We'll look at ways to build that with our new family members in UCLA and USC, from a location standpoint.
I think your question is about divisions, if we'll continue to have them in football. We're having meetings on that right now. The good thing about it we're in this what we're calling an integration phase. We have members of our organization -- Kerry Kenny is leading one group, Diana Sabau, Chad Hawley, Anil Gollahalli -- are working on integration. We're being very thoughtful.
As I mentioned earlier, we're going to keep the health, safety of our student-athletes at the forefront of all of our decisions, but also provide our student-athletes with the excitement to be able to play some great teams.

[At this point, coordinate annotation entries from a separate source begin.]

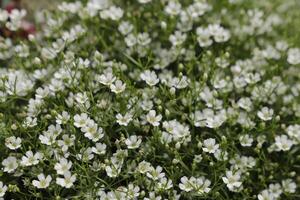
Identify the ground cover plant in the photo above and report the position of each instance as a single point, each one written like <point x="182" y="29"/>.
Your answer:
<point x="152" y="99"/>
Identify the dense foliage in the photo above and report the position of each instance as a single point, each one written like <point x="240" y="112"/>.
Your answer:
<point x="152" y="99"/>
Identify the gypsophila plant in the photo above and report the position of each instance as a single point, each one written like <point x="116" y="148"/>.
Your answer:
<point x="153" y="100"/>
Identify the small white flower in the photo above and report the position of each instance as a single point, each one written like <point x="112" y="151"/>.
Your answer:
<point x="62" y="166"/>
<point x="144" y="1"/>
<point x="80" y="120"/>
<point x="29" y="159"/>
<point x="173" y="8"/>
<point x="199" y="185"/>
<point x="67" y="181"/>
<point x="289" y="186"/>
<point x="118" y="87"/>
<point x="10" y="164"/>
<point x="210" y="146"/>
<point x="133" y="142"/>
<point x="265" y="114"/>
<point x="265" y="195"/>
<point x="62" y="118"/>
<point x="92" y="131"/>
<point x="99" y="149"/>
<point x="124" y="120"/>
<point x="232" y="180"/>
<point x="150" y="77"/>
<point x="294" y="56"/>
<point x="152" y="118"/>
<point x="144" y="167"/>
<point x="13" y="142"/>
<point x="3" y="189"/>
<point x="107" y="78"/>
<point x="283" y="143"/>
<point x="42" y="182"/>
<point x="246" y="140"/>
<point x="177" y="38"/>
<point x="48" y="53"/>
<point x="66" y="142"/>
<point x="156" y="174"/>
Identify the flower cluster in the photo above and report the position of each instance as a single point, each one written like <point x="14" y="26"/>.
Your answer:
<point x="152" y="99"/>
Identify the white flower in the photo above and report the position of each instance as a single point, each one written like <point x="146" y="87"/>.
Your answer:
<point x="265" y="114"/>
<point x="246" y="140"/>
<point x="144" y="1"/>
<point x="173" y="8"/>
<point x="48" y="138"/>
<point x="152" y="118"/>
<point x="156" y="174"/>
<point x="42" y="182"/>
<point x="92" y="131"/>
<point x="288" y="186"/>
<point x="144" y="167"/>
<point x="275" y="189"/>
<point x="210" y="146"/>
<point x="62" y="166"/>
<point x="48" y="53"/>
<point x="265" y="195"/>
<point x="10" y="164"/>
<point x="294" y="56"/>
<point x="199" y="185"/>
<point x="3" y="15"/>
<point x="283" y="143"/>
<point x="13" y="142"/>
<point x="124" y="120"/>
<point x="143" y="39"/>
<point x="113" y="12"/>
<point x="107" y="78"/>
<point x="177" y="38"/>
<point x="29" y="159"/>
<point x="62" y="118"/>
<point x="118" y="87"/>
<point x="133" y="142"/>
<point x="150" y="77"/>
<point x="125" y="27"/>
<point x="67" y="181"/>
<point x="80" y="120"/>
<point x="99" y="149"/>
<point x="232" y="180"/>
<point x="3" y="189"/>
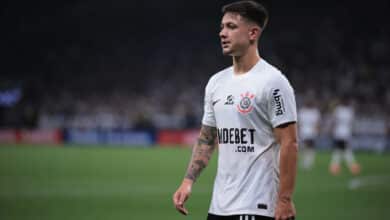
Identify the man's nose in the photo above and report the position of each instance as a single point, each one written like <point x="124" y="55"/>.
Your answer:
<point x="222" y="34"/>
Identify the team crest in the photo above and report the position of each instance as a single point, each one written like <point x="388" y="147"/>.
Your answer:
<point x="246" y="104"/>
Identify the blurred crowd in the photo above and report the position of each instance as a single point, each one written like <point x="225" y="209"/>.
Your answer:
<point x="157" y="81"/>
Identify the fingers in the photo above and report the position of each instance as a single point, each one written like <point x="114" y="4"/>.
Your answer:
<point x="182" y="209"/>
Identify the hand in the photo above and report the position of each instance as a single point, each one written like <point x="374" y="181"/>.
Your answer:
<point x="181" y="195"/>
<point x="285" y="209"/>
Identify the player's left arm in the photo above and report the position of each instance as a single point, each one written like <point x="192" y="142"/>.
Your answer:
<point x="286" y="135"/>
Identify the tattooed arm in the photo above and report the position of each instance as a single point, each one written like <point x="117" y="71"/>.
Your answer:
<point x="201" y="155"/>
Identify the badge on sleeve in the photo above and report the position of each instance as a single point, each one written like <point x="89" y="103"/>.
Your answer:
<point x="246" y="103"/>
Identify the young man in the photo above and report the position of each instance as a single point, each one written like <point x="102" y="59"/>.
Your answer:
<point x="250" y="112"/>
<point x="343" y="119"/>
<point x="309" y="117"/>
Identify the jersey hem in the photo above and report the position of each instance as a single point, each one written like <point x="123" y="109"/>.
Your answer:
<point x="284" y="122"/>
<point x="243" y="212"/>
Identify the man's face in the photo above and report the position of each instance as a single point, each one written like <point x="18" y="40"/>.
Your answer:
<point x="235" y="34"/>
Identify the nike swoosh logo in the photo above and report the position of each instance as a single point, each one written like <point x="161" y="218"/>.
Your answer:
<point x="215" y="102"/>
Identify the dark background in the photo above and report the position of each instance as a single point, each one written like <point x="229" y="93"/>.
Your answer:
<point x="147" y="62"/>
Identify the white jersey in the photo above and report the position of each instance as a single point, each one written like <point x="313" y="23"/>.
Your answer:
<point x="245" y="109"/>
<point x="343" y="117"/>
<point x="309" y="119"/>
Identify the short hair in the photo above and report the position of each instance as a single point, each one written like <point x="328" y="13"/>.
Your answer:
<point x="250" y="10"/>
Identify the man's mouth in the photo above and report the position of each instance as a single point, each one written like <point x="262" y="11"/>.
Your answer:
<point x="225" y="44"/>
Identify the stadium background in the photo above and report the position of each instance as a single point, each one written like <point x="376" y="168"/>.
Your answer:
<point x="94" y="95"/>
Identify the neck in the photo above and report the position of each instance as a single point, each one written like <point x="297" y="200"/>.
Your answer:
<point x="244" y="63"/>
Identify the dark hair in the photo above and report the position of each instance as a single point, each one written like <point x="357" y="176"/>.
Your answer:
<point x="250" y="10"/>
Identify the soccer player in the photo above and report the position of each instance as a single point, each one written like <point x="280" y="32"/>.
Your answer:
<point x="343" y="117"/>
<point x="309" y="118"/>
<point x="250" y="114"/>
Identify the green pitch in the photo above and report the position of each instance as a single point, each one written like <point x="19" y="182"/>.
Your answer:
<point x="124" y="183"/>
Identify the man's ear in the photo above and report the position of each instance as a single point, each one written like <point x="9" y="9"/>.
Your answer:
<point x="254" y="33"/>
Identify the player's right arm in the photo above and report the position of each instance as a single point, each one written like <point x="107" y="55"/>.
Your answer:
<point x="201" y="154"/>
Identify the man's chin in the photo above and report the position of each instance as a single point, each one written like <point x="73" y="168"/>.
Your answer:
<point x="227" y="52"/>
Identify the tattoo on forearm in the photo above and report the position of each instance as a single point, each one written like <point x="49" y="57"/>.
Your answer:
<point x="202" y="151"/>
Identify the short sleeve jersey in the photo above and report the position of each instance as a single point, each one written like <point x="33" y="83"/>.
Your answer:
<point x="245" y="109"/>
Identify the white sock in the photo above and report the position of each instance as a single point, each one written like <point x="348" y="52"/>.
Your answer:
<point x="349" y="157"/>
<point x="336" y="157"/>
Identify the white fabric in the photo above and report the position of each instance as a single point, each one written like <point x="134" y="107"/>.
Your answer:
<point x="309" y="119"/>
<point x="245" y="109"/>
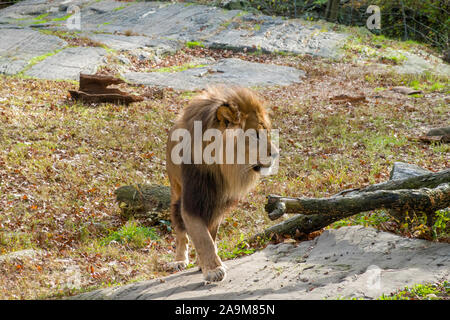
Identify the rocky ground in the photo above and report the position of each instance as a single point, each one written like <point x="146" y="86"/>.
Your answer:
<point x="60" y="39"/>
<point x="41" y="39"/>
<point x="351" y="262"/>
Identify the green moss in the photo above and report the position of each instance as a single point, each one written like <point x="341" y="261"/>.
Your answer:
<point x="183" y="67"/>
<point x="193" y="44"/>
<point x="36" y="60"/>
<point x="62" y="18"/>
<point x="436" y="291"/>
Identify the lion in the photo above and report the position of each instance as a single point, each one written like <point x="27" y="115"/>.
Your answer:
<point x="202" y="193"/>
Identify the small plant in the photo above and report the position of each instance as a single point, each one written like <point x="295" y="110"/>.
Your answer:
<point x="194" y="44"/>
<point x="132" y="234"/>
<point x="435" y="291"/>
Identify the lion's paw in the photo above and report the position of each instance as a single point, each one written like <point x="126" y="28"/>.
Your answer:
<point x="176" y="265"/>
<point x="215" y="275"/>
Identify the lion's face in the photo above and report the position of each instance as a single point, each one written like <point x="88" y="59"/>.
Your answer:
<point x="245" y="123"/>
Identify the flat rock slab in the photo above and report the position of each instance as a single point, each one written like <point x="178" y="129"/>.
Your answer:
<point x="352" y="262"/>
<point x="18" y="46"/>
<point x="68" y="63"/>
<point x="215" y="27"/>
<point x="227" y="71"/>
<point x="128" y="43"/>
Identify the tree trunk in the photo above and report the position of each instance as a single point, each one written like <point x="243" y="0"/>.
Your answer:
<point x="94" y="89"/>
<point x="144" y="200"/>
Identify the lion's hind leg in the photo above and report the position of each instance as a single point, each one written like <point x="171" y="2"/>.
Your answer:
<point x="181" y="255"/>
<point x="211" y="265"/>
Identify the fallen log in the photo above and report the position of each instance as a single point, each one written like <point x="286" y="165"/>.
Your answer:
<point x="319" y="213"/>
<point x="94" y="89"/>
<point x="425" y="193"/>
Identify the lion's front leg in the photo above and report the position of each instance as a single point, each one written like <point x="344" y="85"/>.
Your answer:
<point x="181" y="255"/>
<point x="212" y="268"/>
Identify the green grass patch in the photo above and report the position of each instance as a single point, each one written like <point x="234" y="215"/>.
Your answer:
<point x="132" y="234"/>
<point x="194" y="44"/>
<point x="64" y="18"/>
<point x="119" y="8"/>
<point x="437" y="291"/>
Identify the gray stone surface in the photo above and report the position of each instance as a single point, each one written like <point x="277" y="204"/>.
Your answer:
<point x="415" y="64"/>
<point x="18" y="46"/>
<point x="274" y="34"/>
<point x="68" y="63"/>
<point x="226" y="71"/>
<point x="27" y="253"/>
<point x="349" y="262"/>
<point x="183" y="22"/>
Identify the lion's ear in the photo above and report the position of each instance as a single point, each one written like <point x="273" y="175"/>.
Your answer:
<point x="228" y="114"/>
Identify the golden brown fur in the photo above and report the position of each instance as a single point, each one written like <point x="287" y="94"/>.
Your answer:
<point x="202" y="193"/>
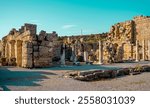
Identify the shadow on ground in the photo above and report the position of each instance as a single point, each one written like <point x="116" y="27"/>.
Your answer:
<point x="21" y="78"/>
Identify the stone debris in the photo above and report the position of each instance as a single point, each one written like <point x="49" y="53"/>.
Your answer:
<point x="92" y="75"/>
<point x="127" y="41"/>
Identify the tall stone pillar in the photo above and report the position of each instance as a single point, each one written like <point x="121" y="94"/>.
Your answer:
<point x="75" y="56"/>
<point x="143" y="50"/>
<point x="3" y="49"/>
<point x="137" y="50"/>
<point x="148" y="49"/>
<point x="85" y="56"/>
<point x="16" y="50"/>
<point x="100" y="52"/>
<point x="12" y="49"/>
<point x="63" y="56"/>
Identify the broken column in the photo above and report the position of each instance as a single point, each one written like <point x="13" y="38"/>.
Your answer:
<point x="63" y="55"/>
<point x="143" y="50"/>
<point x="85" y="56"/>
<point x="100" y="52"/>
<point x="137" y="50"/>
<point x="148" y="49"/>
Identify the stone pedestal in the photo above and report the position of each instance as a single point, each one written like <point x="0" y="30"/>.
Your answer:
<point x="137" y="50"/>
<point x="143" y="50"/>
<point x="100" y="52"/>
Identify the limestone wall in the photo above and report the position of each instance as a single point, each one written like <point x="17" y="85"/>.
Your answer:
<point x="29" y="49"/>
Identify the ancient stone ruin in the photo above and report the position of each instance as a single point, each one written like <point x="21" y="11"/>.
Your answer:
<point x="126" y="41"/>
<point x="25" y="48"/>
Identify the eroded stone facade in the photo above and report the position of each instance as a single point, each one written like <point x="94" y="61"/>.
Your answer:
<point x="25" y="48"/>
<point x="129" y="40"/>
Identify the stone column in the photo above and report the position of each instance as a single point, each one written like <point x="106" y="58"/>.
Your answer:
<point x="3" y="49"/>
<point x="137" y="50"/>
<point x="75" y="56"/>
<point x="12" y="49"/>
<point x="148" y="49"/>
<point x="16" y="46"/>
<point x="143" y="50"/>
<point x="63" y="56"/>
<point x="100" y="52"/>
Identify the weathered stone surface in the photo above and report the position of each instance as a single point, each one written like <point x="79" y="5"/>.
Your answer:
<point x="29" y="49"/>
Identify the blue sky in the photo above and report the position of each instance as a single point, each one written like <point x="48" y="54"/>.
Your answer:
<point x="68" y="17"/>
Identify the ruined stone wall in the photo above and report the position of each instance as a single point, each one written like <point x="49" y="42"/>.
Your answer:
<point x="142" y="32"/>
<point x="27" y="49"/>
<point x="122" y="35"/>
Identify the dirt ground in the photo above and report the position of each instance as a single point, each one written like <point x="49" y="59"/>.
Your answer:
<point x="51" y="79"/>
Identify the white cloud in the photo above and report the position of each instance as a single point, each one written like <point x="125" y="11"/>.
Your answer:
<point x="68" y="26"/>
<point x="37" y="22"/>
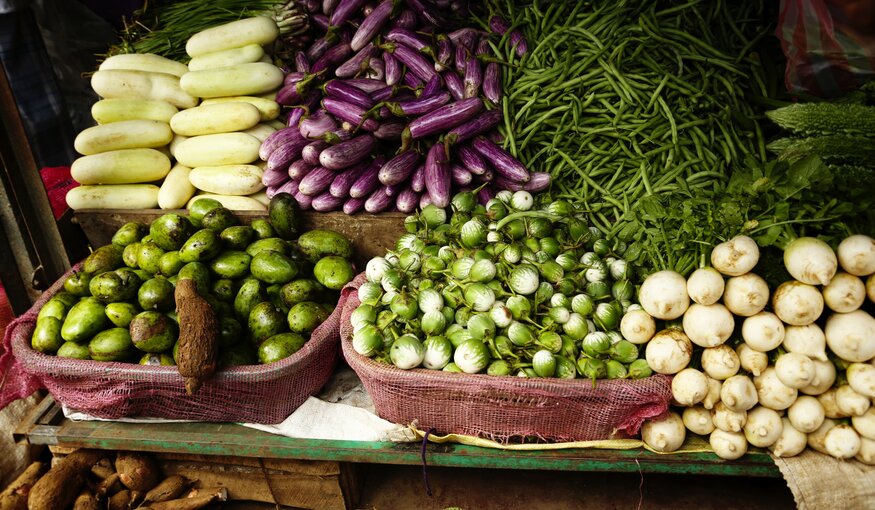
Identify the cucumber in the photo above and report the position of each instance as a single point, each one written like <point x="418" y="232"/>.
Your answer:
<point x="124" y="134"/>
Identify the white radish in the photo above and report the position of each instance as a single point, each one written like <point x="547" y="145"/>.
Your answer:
<point x="669" y="351"/>
<point x="856" y="254"/>
<point x="746" y="295"/>
<point x="728" y="445"/>
<point x="697" y="419"/>
<point x="791" y="442"/>
<point x="865" y="424"/>
<point x="708" y="325"/>
<point x="831" y="409"/>
<point x="720" y="362"/>
<point x="738" y="393"/>
<point x="824" y="377"/>
<point x="736" y="256"/>
<point x="763" y="426"/>
<point x="794" y="370"/>
<point x="663" y="295"/>
<point x="842" y="442"/>
<point x="808" y="340"/>
<point x="713" y="396"/>
<point x="637" y="326"/>
<point x="727" y="419"/>
<point x="705" y="286"/>
<point x="861" y="377"/>
<point x="664" y="434"/>
<point x="866" y="455"/>
<point x="816" y="438"/>
<point x="851" y="336"/>
<point x="689" y="387"/>
<point x="810" y="261"/>
<point x="850" y="402"/>
<point x="845" y="293"/>
<point x="772" y="393"/>
<point x="797" y="303"/>
<point x="752" y="360"/>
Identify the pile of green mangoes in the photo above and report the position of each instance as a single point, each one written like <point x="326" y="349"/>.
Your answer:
<point x="269" y="283"/>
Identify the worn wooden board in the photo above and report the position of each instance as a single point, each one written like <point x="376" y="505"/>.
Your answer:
<point x="371" y="234"/>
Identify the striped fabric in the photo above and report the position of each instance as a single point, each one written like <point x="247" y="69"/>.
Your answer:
<point x="822" y="59"/>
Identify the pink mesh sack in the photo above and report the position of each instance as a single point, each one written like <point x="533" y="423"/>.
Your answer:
<point x="503" y="408"/>
<point x="265" y="394"/>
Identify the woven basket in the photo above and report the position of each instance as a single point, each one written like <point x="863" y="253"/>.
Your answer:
<point x="265" y="394"/>
<point x="503" y="408"/>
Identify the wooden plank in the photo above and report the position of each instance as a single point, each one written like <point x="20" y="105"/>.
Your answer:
<point x="370" y="234"/>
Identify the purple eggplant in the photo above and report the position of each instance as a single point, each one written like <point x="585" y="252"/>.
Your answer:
<point x="437" y="175"/>
<point x="538" y="182"/>
<point x="407" y="200"/>
<point x="277" y="138"/>
<point x="378" y="201"/>
<point x="358" y="63"/>
<point x="507" y="166"/>
<point x="354" y="205"/>
<point x="393" y="68"/>
<point x="454" y="84"/>
<point x="480" y="124"/>
<point x="461" y="175"/>
<point x="368" y="180"/>
<point x="491" y="83"/>
<point x="345" y="10"/>
<point x="350" y="113"/>
<point x="371" y="25"/>
<point x="444" y="118"/>
<point x="285" y="154"/>
<point x="326" y="202"/>
<point x="366" y="84"/>
<point x="347" y="153"/>
<point x="304" y="201"/>
<point x="310" y="152"/>
<point x="417" y="180"/>
<point x="399" y="168"/>
<point x="346" y="92"/>
<point x="416" y="63"/>
<point x="299" y="168"/>
<point x="317" y="181"/>
<point x="343" y="181"/>
<point x="390" y="130"/>
<point x="471" y="159"/>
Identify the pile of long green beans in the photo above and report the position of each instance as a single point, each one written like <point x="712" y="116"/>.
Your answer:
<point x="621" y="100"/>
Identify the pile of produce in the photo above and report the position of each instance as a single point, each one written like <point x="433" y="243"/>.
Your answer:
<point x="507" y="289"/>
<point x="391" y="109"/>
<point x="93" y="479"/>
<point x="199" y="290"/>
<point x="784" y="367"/>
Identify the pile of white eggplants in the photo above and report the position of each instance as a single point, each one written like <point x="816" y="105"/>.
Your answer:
<point x="784" y="368"/>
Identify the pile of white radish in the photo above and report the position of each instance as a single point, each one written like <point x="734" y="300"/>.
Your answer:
<point x="784" y="369"/>
<point x="167" y="133"/>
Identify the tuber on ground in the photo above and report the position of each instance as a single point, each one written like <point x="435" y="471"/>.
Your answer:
<point x="198" y="336"/>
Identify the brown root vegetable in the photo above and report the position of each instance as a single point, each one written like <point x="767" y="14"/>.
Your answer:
<point x="202" y="498"/>
<point x="170" y="488"/>
<point x="86" y="501"/>
<point x="137" y="471"/>
<point x="198" y="336"/>
<point x="14" y="497"/>
<point x="60" y="486"/>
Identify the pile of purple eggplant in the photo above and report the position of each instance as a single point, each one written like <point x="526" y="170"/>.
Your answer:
<point x="387" y="112"/>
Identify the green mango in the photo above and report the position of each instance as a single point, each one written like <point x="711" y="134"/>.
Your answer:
<point x="273" y="267"/>
<point x="202" y="245"/>
<point x="84" y="320"/>
<point x="46" y="336"/>
<point x="316" y="244"/>
<point x="112" y="344"/>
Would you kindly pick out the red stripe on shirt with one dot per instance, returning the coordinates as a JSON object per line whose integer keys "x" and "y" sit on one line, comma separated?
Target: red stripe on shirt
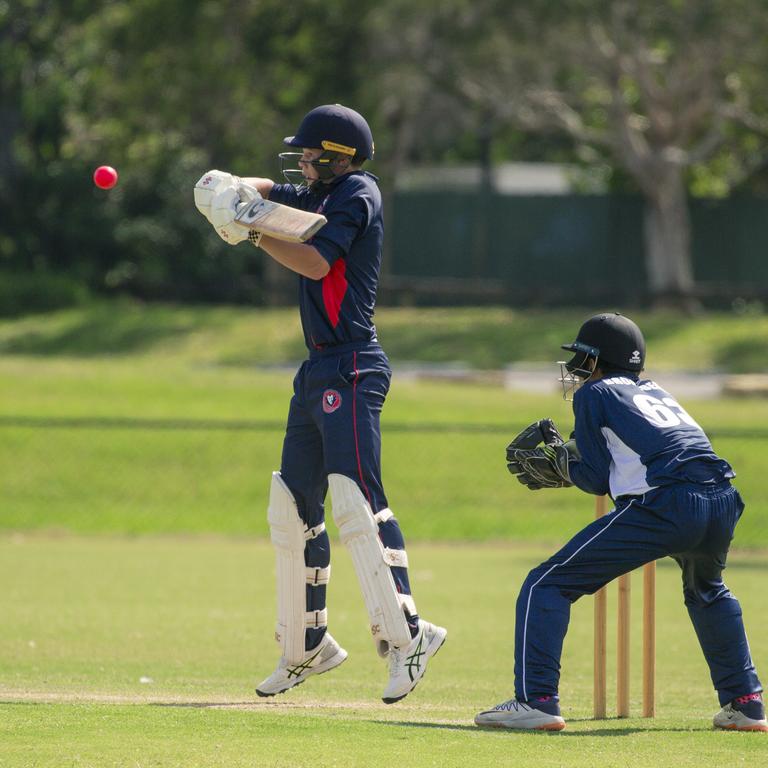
{"x": 334, "y": 290}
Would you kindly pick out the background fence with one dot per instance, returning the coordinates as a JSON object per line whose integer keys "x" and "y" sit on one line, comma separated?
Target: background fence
{"x": 570, "y": 249}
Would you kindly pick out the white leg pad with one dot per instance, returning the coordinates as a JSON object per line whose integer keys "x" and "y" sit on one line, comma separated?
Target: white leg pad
{"x": 358, "y": 530}
{"x": 289, "y": 536}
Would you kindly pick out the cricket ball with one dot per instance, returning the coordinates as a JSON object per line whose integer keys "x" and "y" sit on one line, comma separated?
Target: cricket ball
{"x": 105, "y": 177}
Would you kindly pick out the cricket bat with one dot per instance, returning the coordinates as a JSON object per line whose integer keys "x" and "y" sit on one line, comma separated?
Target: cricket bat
{"x": 280, "y": 221}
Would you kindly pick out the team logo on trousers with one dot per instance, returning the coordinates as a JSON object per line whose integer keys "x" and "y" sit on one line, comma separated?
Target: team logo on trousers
{"x": 331, "y": 400}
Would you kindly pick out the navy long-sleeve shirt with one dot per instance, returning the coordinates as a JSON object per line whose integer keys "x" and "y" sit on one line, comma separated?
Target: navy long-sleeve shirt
{"x": 338, "y": 309}
{"x": 634, "y": 436}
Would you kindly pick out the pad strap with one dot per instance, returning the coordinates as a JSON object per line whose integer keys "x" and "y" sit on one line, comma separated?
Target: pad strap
{"x": 316, "y": 619}
{"x": 397, "y": 558}
{"x": 318, "y": 576}
{"x": 313, "y": 533}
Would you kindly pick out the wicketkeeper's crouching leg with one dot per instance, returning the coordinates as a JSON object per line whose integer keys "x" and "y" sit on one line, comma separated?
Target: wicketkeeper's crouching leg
{"x": 303, "y": 571}
{"x": 408, "y": 647}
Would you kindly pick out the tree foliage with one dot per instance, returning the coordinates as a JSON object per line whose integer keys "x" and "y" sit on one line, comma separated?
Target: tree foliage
{"x": 668, "y": 96}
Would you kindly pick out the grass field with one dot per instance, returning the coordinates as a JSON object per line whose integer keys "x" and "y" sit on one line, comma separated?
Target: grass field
{"x": 143, "y": 446}
{"x": 136, "y": 445}
{"x": 85, "y": 620}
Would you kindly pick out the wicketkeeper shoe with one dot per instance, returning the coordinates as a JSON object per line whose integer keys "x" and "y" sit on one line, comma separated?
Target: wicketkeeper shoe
{"x": 407, "y": 665}
{"x": 325, "y": 657}
{"x": 745, "y": 713}
{"x": 541, "y": 714}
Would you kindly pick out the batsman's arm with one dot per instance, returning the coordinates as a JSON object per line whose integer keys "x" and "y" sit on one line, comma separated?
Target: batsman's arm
{"x": 298, "y": 257}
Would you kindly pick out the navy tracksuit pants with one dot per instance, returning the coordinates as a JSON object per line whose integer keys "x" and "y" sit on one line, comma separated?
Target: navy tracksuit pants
{"x": 694, "y": 524}
{"x": 334, "y": 427}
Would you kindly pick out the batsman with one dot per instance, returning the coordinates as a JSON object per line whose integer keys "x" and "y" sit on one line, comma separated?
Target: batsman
{"x": 333, "y": 436}
{"x": 673, "y": 497}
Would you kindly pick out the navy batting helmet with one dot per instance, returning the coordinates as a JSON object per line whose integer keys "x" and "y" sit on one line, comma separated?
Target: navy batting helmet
{"x": 613, "y": 339}
{"x": 334, "y": 128}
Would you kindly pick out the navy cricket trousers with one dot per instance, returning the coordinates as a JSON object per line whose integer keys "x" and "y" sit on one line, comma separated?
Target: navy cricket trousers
{"x": 694, "y": 524}
{"x": 334, "y": 427}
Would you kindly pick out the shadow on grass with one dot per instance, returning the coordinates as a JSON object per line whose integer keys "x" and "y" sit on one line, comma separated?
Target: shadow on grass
{"x": 626, "y": 731}
{"x": 113, "y": 330}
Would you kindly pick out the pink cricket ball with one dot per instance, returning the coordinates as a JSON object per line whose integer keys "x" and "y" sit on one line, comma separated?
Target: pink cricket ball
{"x": 105, "y": 177}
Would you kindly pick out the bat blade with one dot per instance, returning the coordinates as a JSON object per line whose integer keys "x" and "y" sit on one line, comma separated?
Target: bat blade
{"x": 280, "y": 221}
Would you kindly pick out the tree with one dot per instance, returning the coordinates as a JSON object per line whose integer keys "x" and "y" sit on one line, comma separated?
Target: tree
{"x": 666, "y": 92}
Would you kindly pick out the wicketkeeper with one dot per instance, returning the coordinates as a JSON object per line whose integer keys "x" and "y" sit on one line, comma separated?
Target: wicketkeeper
{"x": 673, "y": 497}
{"x": 333, "y": 436}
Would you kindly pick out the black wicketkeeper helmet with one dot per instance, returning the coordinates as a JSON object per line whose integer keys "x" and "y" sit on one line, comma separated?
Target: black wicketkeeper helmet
{"x": 612, "y": 340}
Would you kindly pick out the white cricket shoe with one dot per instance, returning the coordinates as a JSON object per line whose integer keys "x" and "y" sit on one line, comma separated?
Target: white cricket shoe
{"x": 328, "y": 655}
{"x": 745, "y": 713}
{"x": 407, "y": 665}
{"x": 520, "y": 715}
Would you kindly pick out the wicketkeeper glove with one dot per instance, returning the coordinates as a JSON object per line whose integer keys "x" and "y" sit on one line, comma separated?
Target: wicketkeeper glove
{"x": 541, "y": 467}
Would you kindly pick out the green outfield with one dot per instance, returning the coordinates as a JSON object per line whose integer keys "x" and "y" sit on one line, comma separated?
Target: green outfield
{"x": 136, "y": 615}
{"x": 144, "y": 651}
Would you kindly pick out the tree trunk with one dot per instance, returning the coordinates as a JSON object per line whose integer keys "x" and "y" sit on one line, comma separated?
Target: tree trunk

I can't tell you the number of coaches who are excited from a recruiting standpoint and student-athletes who have thanked me personally now to be able to play these games and these tournaments within our conference with great institutions.
As I said, Cheryl Miller, Lisa Leslie, Kareem Abdul-Jabbar, John Wooden, Jackie Robinson, when you think of Jackie Joyner-Kersee, all these great athletes who have come out of USC and UCLA, from an athletic standpoint, and then what they've done academically.
What we're going to make sure that we do on our road trips is to tie in the academic component with our faculty athletic representatives to provide our student-athletes with an opportunity to learn like they've never learned before. With our Academic Alliance that we have, it's going to be critically important for us to be able to do it.
We're excited about these different road trips. We're excited about working with our provosts and everyone on campus to afford our student-athletes an opportunity to learn.
We've had discussion on these trips, like with Selma, that we did. How can that become a course? Regardless of what course a student-athlete has taken in civil rights, that trip right there, I can tell you right now, was life-changing. We have some great plans in order to make sure that we build this relationship athletically and academically with our student-athletes.
THE MODERATOR: Thank you, Commissioner.
KEVIN WARREN: Thank you. Thank you very much.